Pangrol 25000 caps. p / o ksh / sol. 25000 UNITS (fl.) # 20

Dosage form

opaque hard gelatin capsules of a cylindrical shape with hemispherical ends No. 0: the capsule body is light orange, the capsule cap is yellowish-green.

Capsule contents: enteric-coated cylindrical mini-tablets, light beige in color with a shiny surface.

Structure

Composition for one capsule:

Capsule contents (enteric-coated mini-tablets):

Core:

Active ingredient: Pancreatin - 356.10 mg with minimum activity: lipase 25000 IU, amylase 22500 IU, protease 1250 IU

Excipients: croscarmellose sodium - 11.87 mg, microcrystalline cellulose - 19.77 mg, hydrogenated castor oil - 3.96 mg, anhydrous colloidal silicon dioxide - 1.97 mg, magnesium stearate - 1.97 mg

Shell: methacrylic acid and ethyl acrylate copolymer (1: 1), 30% dispersion - 57.9 mg, triethyl citrate - 5.82 mg, simethicone emulsion 30% (dry weight) - 0.036 mg

talc - 11.63 mg

Capsule:

Body: gelatin - 65.40 mg, titanium dioxide (E 171) - 0.30 mg

iron dye yellow oxide (E 172) - 0.30 mg

iron dye red oxide (E 172) - 0.02 mg

Cap: gelatin - 42,900 mg

titanium dioxide (E 171) - 0.800, mg

quinoline yellow dye (E 104) - 0.300 mg

indigo carmine (E 132) - 0.003 mg.

pharmachologic effect

The active ingredient of the Pangrol® 25000 preparation is pancreatin, which is a powder from the pancreas of pigs.

The enzymes that make up pancreatin help break down fats, carbohydrates and proteins from food.

Pancreatin, having a proteolytic, amylolytic and lipolytic effect, compensates for the enzymatic insufficiency of the pancreas, the gland, improves the functional state of the gastrointestinal tract (GIT), and normalizes the digestive processes.

Pharmacokinetics

Gelatinous capsules of Pangrol® 25000 quickly dissolve in the stomach, releasing enteric-coated (acid-resistant) coated mini-tablets.

Thus, the enzymes remain protected from inactivation in the acidic environment of the stomach.

The release form of the drug provides mixing of mini-tablets with intestinal contents, and uniform distribution of enzymes.

Dissolution of the membrane, mini-tablets and activation of enzymes occurs at neutral or slightly alkaline pH in the small intestine.

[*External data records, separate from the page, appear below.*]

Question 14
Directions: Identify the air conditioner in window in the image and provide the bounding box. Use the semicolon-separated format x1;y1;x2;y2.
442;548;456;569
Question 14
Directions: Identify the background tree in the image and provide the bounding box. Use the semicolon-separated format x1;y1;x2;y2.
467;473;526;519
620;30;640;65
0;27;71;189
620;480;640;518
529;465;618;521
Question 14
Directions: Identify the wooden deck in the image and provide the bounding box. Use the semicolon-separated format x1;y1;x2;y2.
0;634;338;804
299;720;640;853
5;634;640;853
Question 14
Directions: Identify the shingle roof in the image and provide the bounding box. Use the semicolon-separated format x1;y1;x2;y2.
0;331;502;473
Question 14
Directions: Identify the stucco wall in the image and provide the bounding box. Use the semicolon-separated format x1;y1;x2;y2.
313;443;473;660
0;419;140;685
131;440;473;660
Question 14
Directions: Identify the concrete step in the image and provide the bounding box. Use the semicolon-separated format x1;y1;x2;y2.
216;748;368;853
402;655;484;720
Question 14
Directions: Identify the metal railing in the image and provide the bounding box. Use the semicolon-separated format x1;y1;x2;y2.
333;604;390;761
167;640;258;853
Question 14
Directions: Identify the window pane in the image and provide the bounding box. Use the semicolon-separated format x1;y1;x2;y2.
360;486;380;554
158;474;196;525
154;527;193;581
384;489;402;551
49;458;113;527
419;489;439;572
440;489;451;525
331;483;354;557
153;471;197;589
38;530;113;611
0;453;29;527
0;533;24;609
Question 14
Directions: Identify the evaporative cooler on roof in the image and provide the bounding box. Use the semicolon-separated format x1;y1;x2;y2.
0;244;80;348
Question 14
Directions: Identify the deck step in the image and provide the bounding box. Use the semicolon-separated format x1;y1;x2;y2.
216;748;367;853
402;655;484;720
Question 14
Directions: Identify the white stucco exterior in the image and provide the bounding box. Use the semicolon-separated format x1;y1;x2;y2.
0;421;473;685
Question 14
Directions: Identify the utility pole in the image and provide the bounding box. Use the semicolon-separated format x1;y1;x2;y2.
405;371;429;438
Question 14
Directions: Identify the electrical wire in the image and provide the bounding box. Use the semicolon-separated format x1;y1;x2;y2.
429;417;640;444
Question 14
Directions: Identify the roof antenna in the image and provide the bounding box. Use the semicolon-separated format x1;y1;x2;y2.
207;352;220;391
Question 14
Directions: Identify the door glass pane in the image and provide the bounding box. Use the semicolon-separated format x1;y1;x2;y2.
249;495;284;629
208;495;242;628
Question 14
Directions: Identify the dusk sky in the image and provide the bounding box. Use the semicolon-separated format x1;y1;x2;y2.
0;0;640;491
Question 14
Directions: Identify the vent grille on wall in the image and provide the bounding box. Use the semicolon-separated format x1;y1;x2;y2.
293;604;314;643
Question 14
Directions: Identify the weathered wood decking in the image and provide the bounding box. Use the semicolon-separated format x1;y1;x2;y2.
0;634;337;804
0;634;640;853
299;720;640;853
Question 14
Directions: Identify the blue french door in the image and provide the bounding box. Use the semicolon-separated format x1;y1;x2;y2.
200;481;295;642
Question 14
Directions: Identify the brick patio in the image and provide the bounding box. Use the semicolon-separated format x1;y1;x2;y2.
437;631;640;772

Pancreatin is not absorbed in the gastrointestinal tract, excreted in the feces.

Side effects

Possible side effects are listed below in descending frequency of occurrence: often (> 1/100, < 1/10), infrequently (> 1/1000, < 1/100), rarely (> 1/10000, < 1/1000), very rarely (< 1/10000), including isolated messages.

Gastrointestinal disorders:

Often: nausea, vomiting, and bloating.

Gastrointestinal disorders are mainly associated with an underlying disease.

The incidence of the following adverse reactions was lower or similar to those with placebo.

Very often: pain in the abdomen

often: diarrhea.

Skin and subcutaneous tissue disorders:

Rare: rash

pruritus, urticaria - insufficient data to estimate the frequency of cases.

Selling features

Available without a prescription

Special conditions

In patients suffering from cystic fibrosis who received high doses of pancreatin drugs, strictures of the ileum, cecum and colon (fibrosing colonopathy) have been described.

As a precautionary measure, if unusual symptoms appear or the nature of the symptoms of the underlying disease changes, a medical examination is necessary to exclude lesions of the colon, especially if the drug is used at a dose of more than 10,000 lipase units per kg of body weight per day.

The effect of the drug on the ability to drive vehicles and other mechanisms

Pangrol® 25000 does not affect the performance of potentially hazardous species

activities requiring special attention and speed of reaction.

Indications

Name ENG

PANGROL 25000

Clinical and pharmacological group

Enzyme preparation

ATX code

Multienzymes (lipase, protease etc.)

Dosage

25000ED

Structure

Composition for one capsule: Contents of the capsule (mini-tablets, enteric coated): Core: Active ingredient: Pancreatin - 356.10 mg with minimum activity: lipase 25000 IU, amylase 22500 IU, protease 1250 IU Excipients: croscarmellose sodium - 11.87 mg, microcrystalline cellulose - 19.77 mg, hydrogenated castor oil - 3.96 mg, anhydrous colloidal silicon dioxide - 1.97 mg, magnesium stearate - 1.97 mg Shell: methacrylic acid and ethyl acrylate copolymer (1: 1), 30% dispersion - 57.9 mg, triethyl citrate - 5.82 mg, simethicone emulsion 30% (dry weight) - 0.036 mg talc - 11.63 mg Capsule: Body: gelatin - 65.40 mg, titanium dioxide (E 171) - 0.30 mg iron dye yellow oxide (E 172) - 0.30 mg iron dye red oxide (E 172) - 0.02 mg Cap: gelatin - 42,900 mg titanium dioxide (E 171) - 0,800, mg quinoline yellow dye (E 104) - 0.300 mg indigo carmine (E 132) - 0.003 mg.

Indications

Replacement therapy for insufficiency of exocrine pancreatic function in adults and children under the following conditions:

chronic pancreatitis

cystic fibrosis

pancreas cancer

conditions after surgical interventions on the pancreas and stomach (complete or partial resection of the organ)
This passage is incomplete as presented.